BMKG Raih Penghargaan Sebagai Lembaga Pemerintah Non Kementerian Cukup Informatif

  • Ibrahim
  • 25 Nov 2020
BMKG Raih Penghargaan Sebagai Lembaga Pemerintah Non Kementerian Cukup Informatif

Jakarta - Badan Meteorologi, Klimatologi dan Geofisika (BMKG) meraih penghargaan dari Komisi Informasi Pusat (KI Pusat) sebagai "Lembaga Pemerintah Non Kementerian Cukup Informatif", dalam Anugerah Keterbukaan Informasi Publik 2020 yang berlangsung secara virtual pada Rabu, (25/11).

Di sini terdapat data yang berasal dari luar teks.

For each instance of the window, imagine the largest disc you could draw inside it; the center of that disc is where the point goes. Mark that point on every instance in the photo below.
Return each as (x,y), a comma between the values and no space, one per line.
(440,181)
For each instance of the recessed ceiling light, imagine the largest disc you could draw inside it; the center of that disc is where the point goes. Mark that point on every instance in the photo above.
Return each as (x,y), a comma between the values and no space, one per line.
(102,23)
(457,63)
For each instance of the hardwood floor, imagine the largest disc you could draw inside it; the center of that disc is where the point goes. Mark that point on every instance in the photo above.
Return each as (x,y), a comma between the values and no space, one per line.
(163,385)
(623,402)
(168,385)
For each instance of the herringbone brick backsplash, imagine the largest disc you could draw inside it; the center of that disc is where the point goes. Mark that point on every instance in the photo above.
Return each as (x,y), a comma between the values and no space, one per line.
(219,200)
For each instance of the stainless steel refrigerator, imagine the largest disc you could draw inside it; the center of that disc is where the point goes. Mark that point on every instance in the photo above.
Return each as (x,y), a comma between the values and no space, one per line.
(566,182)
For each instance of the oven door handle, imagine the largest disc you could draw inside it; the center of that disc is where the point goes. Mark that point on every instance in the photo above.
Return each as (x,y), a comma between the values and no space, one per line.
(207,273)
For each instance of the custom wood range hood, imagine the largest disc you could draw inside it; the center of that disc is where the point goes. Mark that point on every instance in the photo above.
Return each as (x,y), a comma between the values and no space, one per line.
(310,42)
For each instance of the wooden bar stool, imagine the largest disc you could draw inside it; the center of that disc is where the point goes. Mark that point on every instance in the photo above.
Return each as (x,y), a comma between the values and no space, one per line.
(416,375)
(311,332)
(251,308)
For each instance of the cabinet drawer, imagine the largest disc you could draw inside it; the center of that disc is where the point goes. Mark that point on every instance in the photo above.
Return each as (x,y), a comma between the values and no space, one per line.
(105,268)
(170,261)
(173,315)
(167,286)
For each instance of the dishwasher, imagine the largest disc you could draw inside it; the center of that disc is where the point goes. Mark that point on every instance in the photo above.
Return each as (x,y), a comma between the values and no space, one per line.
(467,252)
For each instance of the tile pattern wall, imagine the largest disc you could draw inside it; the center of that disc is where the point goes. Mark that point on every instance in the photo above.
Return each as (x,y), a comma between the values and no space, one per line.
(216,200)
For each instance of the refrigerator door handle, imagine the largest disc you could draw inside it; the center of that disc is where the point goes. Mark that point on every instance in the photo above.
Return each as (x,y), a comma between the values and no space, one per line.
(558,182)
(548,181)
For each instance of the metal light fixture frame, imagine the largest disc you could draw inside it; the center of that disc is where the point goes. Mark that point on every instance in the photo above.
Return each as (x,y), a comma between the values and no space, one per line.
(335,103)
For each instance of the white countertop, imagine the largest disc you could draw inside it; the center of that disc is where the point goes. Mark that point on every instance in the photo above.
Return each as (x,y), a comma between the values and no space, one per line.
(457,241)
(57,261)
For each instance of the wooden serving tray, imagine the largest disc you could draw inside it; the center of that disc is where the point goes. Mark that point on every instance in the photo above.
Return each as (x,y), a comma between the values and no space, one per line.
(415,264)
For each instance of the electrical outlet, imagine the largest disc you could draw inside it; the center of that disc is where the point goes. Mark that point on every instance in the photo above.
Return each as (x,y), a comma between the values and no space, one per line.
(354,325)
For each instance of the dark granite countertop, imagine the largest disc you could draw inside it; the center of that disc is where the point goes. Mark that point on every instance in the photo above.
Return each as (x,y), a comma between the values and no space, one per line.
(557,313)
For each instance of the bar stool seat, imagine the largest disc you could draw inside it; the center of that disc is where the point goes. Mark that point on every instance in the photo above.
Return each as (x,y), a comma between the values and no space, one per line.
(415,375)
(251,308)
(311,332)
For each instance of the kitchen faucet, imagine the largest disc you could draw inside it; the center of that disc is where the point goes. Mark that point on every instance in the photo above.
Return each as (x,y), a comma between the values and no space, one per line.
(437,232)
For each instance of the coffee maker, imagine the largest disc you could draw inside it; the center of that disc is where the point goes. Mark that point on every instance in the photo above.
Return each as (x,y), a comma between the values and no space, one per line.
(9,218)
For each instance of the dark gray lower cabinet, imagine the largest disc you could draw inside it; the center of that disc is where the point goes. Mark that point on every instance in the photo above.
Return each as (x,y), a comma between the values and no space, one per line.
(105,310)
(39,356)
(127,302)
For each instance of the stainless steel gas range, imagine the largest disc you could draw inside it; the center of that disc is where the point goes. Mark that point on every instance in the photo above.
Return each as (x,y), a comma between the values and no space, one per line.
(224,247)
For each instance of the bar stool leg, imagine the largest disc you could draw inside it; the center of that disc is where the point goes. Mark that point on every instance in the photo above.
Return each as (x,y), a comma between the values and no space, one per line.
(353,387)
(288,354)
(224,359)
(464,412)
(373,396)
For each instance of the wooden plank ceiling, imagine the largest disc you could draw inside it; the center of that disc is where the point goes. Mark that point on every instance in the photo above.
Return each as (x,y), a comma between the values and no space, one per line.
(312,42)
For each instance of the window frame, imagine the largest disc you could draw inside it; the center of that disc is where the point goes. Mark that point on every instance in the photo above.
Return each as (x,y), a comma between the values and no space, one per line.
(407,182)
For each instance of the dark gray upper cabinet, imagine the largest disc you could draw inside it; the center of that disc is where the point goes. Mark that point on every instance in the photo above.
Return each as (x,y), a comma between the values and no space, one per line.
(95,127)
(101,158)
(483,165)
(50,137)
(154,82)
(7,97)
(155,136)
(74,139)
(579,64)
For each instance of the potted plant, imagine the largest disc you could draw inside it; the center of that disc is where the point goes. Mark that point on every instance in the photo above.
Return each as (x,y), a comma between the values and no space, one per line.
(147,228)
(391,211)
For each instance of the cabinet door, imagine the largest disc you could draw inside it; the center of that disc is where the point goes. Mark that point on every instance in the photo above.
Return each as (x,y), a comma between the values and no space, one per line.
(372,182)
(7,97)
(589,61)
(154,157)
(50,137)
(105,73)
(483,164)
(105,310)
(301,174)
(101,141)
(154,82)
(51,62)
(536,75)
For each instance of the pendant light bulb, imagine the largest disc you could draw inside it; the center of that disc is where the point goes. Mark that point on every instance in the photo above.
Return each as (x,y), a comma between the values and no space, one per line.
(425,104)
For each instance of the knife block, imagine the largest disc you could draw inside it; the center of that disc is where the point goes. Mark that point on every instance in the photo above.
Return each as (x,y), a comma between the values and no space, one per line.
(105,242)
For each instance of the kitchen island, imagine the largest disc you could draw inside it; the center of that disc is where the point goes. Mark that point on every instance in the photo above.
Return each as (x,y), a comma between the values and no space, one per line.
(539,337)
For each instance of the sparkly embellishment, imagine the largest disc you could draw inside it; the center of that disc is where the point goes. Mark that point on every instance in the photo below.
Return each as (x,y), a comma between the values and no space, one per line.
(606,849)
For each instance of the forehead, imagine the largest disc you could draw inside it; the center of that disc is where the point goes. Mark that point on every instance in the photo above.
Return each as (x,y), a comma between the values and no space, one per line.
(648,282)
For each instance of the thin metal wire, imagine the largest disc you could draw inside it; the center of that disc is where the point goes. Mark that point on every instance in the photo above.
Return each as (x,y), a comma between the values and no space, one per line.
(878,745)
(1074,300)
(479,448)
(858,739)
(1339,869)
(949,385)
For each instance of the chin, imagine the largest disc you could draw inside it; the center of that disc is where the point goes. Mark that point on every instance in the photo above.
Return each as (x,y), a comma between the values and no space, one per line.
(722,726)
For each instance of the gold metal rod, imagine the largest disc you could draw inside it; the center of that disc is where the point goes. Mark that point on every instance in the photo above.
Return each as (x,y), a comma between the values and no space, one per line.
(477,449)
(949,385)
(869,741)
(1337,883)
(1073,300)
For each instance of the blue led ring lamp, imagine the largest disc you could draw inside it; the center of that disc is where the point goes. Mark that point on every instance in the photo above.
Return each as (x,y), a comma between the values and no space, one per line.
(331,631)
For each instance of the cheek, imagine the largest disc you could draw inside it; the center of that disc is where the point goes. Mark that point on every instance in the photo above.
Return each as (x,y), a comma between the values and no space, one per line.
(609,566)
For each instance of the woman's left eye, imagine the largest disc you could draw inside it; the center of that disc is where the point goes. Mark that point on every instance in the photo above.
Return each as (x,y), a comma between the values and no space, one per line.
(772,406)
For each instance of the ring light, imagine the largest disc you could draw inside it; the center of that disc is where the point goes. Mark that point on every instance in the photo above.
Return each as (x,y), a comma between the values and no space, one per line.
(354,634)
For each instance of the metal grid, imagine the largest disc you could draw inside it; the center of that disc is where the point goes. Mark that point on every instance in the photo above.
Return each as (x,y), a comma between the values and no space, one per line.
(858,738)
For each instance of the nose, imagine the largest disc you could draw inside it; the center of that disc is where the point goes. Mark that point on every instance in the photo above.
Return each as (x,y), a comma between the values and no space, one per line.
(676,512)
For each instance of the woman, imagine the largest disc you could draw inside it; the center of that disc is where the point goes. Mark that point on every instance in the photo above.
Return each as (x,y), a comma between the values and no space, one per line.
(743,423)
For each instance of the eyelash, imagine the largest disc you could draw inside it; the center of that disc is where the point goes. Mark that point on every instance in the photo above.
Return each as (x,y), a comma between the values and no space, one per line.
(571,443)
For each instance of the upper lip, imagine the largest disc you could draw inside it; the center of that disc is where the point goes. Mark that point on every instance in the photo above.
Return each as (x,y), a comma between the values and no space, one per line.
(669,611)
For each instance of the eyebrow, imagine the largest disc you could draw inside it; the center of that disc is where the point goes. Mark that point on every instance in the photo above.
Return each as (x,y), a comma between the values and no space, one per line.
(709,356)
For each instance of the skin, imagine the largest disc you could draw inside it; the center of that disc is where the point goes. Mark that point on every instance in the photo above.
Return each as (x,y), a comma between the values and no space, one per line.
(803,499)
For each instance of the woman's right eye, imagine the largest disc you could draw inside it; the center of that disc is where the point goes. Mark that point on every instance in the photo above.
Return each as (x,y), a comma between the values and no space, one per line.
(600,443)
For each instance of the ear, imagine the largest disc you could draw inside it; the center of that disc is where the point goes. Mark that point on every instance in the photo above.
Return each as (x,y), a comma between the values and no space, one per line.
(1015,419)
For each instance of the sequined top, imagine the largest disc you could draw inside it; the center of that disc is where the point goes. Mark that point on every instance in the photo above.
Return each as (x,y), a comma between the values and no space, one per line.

Ketua KI Pusat Gede Narayana dalam sambutannya menyampaikan bahwa Anugerah Keterbukaan Informasi Publik akan diberikan kepada Badan Publik yang memenuhi Kualifikasi Informatif. "Penganugerahan ini diberikan oleh KI Pusat setiap tahunnya kepada Badan Publik yang menerapkan dan menjalankan Undang-undang Nomor 14 Tahun 2008 tentang Keterbukaan Informasi Publik (UU KIP), berdasarkan monitoring dan evaluasi yang dilakukan oleh Komisi Informasi Pusat".

Beliau menyampaikan bahwa pada acara ini telah melalui proses Monitoring dan Evaluasi (Monev) yang berlangsung selama tiga bulan kepada 348 Badan Publik, yang diantaranya Kementerian, Lembaga Negara dan Lembaga Pemerintah Non Kementerian, Lembaga Non Struktural, Pemerintah Provinsi, Badan Usaha Milik Negara, Perguruan Tinggi Negeri, dan Partai Politik.

Dalam penghargaan ini, BMKG meraih peringkat Kedua dalam kategori "Lembaga Negara dan Lembaga Pemerintah Non Kementerian dengan total nilai 78,7. Dalam kategori ini Dewan Perwakilan Rakyat RI (DPR-RI) berada diperingkat pertama dengan nilai 79,48, lalu Lembaga Ketahanan Nasional (LEMHANAS) di peringkat ketiga dengan nilai 77,3.

Wakil Presiden Republik Indonesia K.H Ma'ruf Amin turut serta hadir dalam acara ini, dalam sambutannya beliau mengatakan bahwa Keterbukaan Informasi Publik diharapkan masyarakat dapat semakin aktif terlibat dalam proses pembuatan kebijakan publikmulai dari tahap perencanaan, implementasi, pemantauan, hingga evaluasi kebijakan.

Menutup sambutannya Ma'ruf Amin kemudian berpesan, "Badan Publik dapat memaksimalkan penggunaan seluruh kanal dalam menyebar luaskan informasi publik yang benar guna melindungi masyarakat dari sebaran mis-informasi dan mal-informasi, sekaligus membendung arus hoax yang berkembang di tengah masyarakat".